The Indian currency has slowly started to recover from the battering it took last year and has reached a seven month high of 68.53 to the US dollar due to many reasons, this year. The in-flux of large scale foreign investments into equities has helped the currency stabilize at a fast pace. Foreign investors bought in a net of $3.3 Billion of shares through March 18th, which accounted for even more than half of the total $5.6 Billion of in-flows year-to-date. It gained a good 1.8% compared to the degradation of 8.46% in 2018 and has gained a place among the best performing currencies in emerging markets this year.
The sudden turnaround of Rupee has likely resulted due to growing optimizing of Prime Minister Narendra Modi’s party, Bharatiya Janta Party, winning this year’s election.

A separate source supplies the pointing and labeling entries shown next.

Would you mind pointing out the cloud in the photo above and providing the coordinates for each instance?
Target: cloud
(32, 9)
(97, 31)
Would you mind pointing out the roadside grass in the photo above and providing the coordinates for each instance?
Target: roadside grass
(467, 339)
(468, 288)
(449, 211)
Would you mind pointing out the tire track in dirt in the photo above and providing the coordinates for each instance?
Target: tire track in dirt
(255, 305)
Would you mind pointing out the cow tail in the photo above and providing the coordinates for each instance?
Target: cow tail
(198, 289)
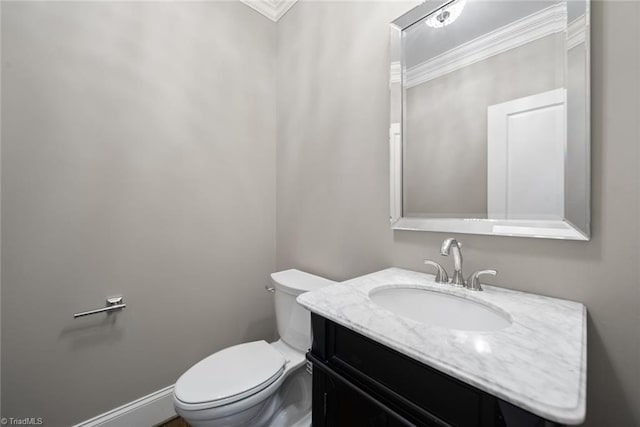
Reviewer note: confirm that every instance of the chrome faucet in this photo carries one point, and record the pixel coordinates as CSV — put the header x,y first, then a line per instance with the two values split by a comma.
x,y
452,245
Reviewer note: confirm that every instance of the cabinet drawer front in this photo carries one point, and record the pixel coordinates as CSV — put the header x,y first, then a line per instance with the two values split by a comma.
x,y
445,397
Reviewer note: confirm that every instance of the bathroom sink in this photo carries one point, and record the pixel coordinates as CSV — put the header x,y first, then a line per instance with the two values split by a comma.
x,y
440,309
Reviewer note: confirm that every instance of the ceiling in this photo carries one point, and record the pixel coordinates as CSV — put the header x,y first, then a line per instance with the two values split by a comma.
x,y
272,9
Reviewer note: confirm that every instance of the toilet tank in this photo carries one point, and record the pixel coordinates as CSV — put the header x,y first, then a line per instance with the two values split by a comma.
x,y
293,320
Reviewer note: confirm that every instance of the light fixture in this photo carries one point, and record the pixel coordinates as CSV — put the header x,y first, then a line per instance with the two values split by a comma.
x,y
446,14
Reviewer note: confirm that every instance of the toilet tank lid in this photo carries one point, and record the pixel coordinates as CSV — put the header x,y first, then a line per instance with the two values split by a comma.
x,y
297,282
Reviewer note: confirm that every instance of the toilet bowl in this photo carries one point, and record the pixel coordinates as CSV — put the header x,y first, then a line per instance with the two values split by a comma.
x,y
256,383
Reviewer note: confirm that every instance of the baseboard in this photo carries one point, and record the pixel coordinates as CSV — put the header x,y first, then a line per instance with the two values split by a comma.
x,y
147,411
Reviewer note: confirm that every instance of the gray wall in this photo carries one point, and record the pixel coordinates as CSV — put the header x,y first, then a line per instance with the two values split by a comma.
x,y
446,126
138,158
332,183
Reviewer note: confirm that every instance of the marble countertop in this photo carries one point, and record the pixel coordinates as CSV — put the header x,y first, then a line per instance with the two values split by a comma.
x,y
537,363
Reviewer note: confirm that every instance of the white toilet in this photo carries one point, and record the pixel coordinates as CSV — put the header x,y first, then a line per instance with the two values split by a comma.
x,y
257,383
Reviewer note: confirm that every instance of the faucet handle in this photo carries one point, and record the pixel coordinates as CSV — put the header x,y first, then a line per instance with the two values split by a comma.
x,y
473,283
441,273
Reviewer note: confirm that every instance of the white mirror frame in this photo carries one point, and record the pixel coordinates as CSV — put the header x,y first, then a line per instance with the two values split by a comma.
x,y
556,229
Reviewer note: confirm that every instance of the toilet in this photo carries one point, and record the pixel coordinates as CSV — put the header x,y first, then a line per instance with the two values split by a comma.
x,y
257,383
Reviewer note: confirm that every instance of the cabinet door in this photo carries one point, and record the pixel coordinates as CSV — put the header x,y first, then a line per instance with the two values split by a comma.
x,y
337,404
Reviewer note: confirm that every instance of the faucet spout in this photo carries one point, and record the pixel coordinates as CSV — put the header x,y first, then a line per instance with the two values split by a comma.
x,y
452,245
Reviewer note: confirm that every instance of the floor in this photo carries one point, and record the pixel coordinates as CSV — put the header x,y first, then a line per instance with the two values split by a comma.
x,y
174,422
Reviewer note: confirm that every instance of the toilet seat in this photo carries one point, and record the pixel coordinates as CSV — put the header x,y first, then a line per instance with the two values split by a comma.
x,y
229,375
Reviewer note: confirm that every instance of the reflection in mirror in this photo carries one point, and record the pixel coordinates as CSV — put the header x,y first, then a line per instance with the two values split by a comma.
x,y
489,118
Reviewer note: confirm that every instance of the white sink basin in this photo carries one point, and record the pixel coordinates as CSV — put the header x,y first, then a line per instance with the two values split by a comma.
x,y
441,309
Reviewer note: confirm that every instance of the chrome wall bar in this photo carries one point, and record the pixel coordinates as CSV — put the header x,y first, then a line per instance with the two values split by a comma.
x,y
114,303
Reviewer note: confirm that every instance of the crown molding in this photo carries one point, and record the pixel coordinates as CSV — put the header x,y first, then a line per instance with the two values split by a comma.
x,y
272,9
547,21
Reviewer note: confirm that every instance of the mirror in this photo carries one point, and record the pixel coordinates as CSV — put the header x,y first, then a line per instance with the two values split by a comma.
x,y
489,130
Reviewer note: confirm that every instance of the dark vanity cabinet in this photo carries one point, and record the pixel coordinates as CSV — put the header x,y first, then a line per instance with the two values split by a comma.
x,y
359,382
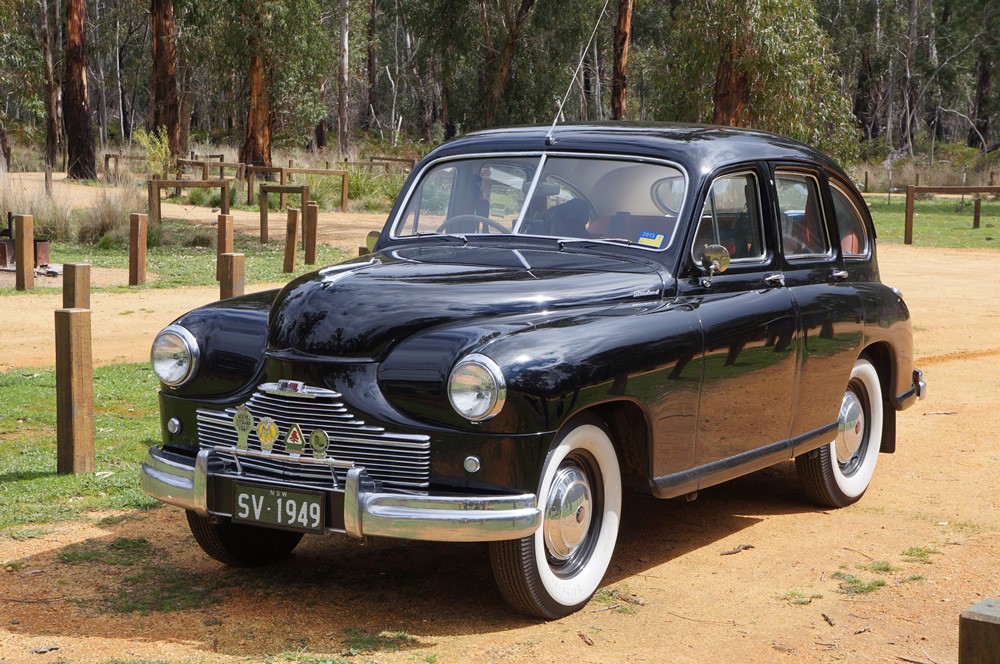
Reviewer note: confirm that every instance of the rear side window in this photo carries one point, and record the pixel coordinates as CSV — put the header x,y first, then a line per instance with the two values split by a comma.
x,y
854,241
803,231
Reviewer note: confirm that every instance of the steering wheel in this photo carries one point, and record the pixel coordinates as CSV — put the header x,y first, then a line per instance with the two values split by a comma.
x,y
454,224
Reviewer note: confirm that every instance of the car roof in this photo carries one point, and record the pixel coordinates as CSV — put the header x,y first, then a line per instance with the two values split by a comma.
x,y
701,149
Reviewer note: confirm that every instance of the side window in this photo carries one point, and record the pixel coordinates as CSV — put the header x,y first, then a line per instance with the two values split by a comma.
x,y
731,217
854,242
803,232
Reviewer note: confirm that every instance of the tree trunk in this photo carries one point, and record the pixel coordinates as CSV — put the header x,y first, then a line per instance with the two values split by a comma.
x,y
623,37
371,113
76,109
51,98
342,119
981,116
163,81
501,62
256,148
731,89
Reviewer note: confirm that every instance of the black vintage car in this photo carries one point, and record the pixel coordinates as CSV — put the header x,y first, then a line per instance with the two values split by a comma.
x,y
548,316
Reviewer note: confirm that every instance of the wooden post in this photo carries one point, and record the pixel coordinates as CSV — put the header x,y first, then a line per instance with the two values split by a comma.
x,y
281,196
979,633
74,392
263,217
232,281
291,239
24,251
908,219
76,286
137,249
224,242
309,226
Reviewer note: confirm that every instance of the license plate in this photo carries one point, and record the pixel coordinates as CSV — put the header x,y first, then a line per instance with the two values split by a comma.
x,y
295,510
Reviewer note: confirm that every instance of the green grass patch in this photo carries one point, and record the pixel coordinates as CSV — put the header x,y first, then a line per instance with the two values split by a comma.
x,y
879,566
852,585
126,421
937,222
919,554
358,641
799,598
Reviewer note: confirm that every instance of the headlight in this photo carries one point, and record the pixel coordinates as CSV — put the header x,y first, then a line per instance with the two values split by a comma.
x,y
174,355
476,388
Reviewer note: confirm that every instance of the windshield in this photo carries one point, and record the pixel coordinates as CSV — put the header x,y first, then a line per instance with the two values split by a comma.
x,y
589,198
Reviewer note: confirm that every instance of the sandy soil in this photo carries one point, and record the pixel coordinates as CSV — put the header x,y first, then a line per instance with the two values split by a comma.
x,y
939,491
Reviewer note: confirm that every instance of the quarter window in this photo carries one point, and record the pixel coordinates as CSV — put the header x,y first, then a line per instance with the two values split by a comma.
x,y
803,232
731,217
853,235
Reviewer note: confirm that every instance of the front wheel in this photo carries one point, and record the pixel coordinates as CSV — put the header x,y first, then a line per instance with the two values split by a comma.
x,y
838,474
239,545
556,571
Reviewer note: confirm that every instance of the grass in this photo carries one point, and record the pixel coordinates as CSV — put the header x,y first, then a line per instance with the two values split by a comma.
x,y
937,222
126,423
799,598
919,554
852,585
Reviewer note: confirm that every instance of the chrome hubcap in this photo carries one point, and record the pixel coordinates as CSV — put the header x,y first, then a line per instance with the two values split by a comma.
x,y
568,513
850,428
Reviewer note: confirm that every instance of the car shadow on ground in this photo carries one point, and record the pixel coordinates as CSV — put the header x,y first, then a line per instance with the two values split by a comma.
x,y
145,571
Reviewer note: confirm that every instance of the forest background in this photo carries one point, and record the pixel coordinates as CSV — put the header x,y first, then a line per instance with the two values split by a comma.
x,y
873,80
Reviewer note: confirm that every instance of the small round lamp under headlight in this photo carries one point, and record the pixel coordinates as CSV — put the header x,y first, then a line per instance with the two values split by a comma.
x,y
174,355
476,388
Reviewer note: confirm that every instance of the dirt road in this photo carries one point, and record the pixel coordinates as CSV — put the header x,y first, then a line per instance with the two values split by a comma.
x,y
931,522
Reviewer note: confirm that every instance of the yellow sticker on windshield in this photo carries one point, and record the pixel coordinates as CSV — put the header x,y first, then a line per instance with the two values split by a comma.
x,y
651,239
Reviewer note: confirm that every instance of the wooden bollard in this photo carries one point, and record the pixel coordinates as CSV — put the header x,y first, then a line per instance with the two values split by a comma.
x,y
76,286
979,633
137,249
224,242
232,280
24,252
74,392
310,221
291,239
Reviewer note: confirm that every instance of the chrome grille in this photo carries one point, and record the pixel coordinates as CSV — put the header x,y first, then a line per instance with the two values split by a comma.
x,y
397,461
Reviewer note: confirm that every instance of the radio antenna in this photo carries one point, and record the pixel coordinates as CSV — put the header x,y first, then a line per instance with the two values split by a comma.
x,y
579,65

And this rising belief has resulted in the inflow of over $2.4 billion into equities this month, taking the net foreign inflow to $4.7 billion this year. Though many experts doubt that this sudden rise will continue at an even pace as for now, the rise is mainly due to the growing optimizing and the weakness in the US currency this year.
In the coming weeks the Rupee may still continue to grow but its long growth at the current rate seems to not be plausible as due to the coming elections the currency rises and falls as well as the equities but the current growth may remain for some more time as it’s getting backed by a strong foreign investment. The stability in the rate of Crude oil has further strengthened the growth of the Indian currency for now.
In case of a best scenario, the Rupee may stabilise at around 68.70 to 68.40 levels. But the sudden rise has also had many of the experts concerned as the uncertainty in currency rates cause trouble to both the importers as well as the exporters.
As of now, the industrial sector is hoping for the Rupee to stabilise at around 70 to a dollar so that the consistency may maintain again.